Avec la photographie et le phonogramme, au XIXe siècle, a débuté la grammatisation
de la perception. Le numérique, au XXe siècle, a engendré la grammatisation du social
(social enginering), social envisagé ici comme une transindividuation. Ceci
entrainant une prolétarisation accrue, il est possible d’aboutir à la conclusion
paradoxale que l’hominisation est un processus de déshominisation. La
grammatisation est donc à comprendre comme le développement de pharmakons.
Dès lors, pour qu’une société fonctionne, il lui faut construire les circuits très longs
(intergénérationnels) de l’anthropogenèse. L’idée d’anamnèse renvoie à ces circuits
absolument longs, conditions de la confiance, de la fidélité, de l’investissement social,
de la société. En tant que pharmakon, le numérique commence par produire des
courts-circuits avant de produire des circuits longs. Pour le comprendre, il faut
passer par une organologie générale afin de saisir les individuations psychiques,
techniques et sociales possibles. Ainsi, si le virtuel produit des courts-circuits
(effrayants) dans l’anthropogenèse, il présente aussi des possibilités
d’expérimentations (passionnantes). Pour l’anthropologie, il s’agirait de faire des
usagers du virtuel, des anthropologues critiques, la spatialisation rendant les
éléments sociaux analysables. Pourrait alors se profiler la création de nouveaux
modes sociaux3.
Notes
1 Une continuité de ce travail est réalisée par le groupe de recherche Hypertexte.

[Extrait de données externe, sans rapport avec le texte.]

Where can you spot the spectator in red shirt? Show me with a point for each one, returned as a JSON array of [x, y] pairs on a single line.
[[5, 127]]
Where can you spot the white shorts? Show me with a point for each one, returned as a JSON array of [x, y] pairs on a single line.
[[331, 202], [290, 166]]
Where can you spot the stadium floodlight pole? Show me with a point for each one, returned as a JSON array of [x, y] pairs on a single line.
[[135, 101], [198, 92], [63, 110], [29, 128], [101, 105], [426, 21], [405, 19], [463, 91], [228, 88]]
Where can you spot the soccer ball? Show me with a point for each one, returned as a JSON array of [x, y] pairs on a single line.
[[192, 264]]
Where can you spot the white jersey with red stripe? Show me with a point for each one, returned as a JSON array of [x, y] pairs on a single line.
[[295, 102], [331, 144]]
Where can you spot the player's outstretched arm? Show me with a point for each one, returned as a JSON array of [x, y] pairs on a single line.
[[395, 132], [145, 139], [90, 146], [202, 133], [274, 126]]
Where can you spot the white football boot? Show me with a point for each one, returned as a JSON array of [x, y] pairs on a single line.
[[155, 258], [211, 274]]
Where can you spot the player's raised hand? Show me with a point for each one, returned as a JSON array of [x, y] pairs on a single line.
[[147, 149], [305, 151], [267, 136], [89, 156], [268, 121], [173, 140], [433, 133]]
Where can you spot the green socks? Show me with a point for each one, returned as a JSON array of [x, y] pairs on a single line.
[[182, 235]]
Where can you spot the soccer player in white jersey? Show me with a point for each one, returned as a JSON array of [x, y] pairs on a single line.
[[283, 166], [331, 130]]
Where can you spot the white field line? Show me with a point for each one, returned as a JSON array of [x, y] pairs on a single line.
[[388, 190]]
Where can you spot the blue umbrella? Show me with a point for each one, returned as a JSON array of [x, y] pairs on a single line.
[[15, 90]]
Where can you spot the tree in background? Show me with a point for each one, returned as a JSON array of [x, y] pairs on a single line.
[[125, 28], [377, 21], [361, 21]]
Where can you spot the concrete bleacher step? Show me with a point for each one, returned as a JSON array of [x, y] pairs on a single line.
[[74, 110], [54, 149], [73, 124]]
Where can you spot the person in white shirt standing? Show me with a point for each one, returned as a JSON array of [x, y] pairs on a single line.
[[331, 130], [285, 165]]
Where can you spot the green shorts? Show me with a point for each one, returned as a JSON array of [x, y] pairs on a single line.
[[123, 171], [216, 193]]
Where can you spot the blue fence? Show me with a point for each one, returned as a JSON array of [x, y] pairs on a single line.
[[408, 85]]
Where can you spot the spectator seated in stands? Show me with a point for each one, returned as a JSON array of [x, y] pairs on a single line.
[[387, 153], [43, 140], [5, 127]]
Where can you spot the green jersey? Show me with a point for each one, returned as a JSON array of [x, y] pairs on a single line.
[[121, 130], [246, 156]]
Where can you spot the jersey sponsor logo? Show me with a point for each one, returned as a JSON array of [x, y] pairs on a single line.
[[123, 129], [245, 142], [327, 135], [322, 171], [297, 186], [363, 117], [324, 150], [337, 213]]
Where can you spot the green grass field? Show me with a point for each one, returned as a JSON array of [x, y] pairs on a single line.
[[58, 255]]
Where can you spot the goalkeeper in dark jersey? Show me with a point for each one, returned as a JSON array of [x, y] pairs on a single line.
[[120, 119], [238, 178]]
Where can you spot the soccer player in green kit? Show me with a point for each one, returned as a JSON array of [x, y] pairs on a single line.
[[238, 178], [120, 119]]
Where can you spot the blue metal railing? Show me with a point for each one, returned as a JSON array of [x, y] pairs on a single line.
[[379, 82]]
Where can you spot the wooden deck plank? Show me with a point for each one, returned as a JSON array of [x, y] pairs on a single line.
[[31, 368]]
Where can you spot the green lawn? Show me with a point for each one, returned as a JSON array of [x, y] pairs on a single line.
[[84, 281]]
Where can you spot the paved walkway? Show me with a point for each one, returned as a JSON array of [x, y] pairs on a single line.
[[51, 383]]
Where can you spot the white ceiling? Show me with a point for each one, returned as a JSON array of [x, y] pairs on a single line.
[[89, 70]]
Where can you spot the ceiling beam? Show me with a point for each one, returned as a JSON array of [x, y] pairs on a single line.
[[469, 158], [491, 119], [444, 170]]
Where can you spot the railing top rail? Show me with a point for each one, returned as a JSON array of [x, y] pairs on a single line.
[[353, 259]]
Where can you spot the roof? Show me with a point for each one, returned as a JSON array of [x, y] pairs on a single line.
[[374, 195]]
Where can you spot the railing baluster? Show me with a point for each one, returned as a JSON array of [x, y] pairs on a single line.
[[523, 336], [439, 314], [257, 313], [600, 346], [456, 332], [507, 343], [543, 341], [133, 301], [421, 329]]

2 Détienne M. (dir.), 1992. Les savoirs de l’écriture : en Grèce ancienne. Villeneuve d’Ascq,
P.U. de Lille, Cahiers de philologie.
Vernant J.-P., 2004 [1962]. Les origines de la pensée grecque. Paris, PUF.
3 Après cette conclusion, une présentation du portail des sciences humaines AnthropoWeb a
été réalisée par la personne qui en est à l’origine, Sophie Haberbüsch.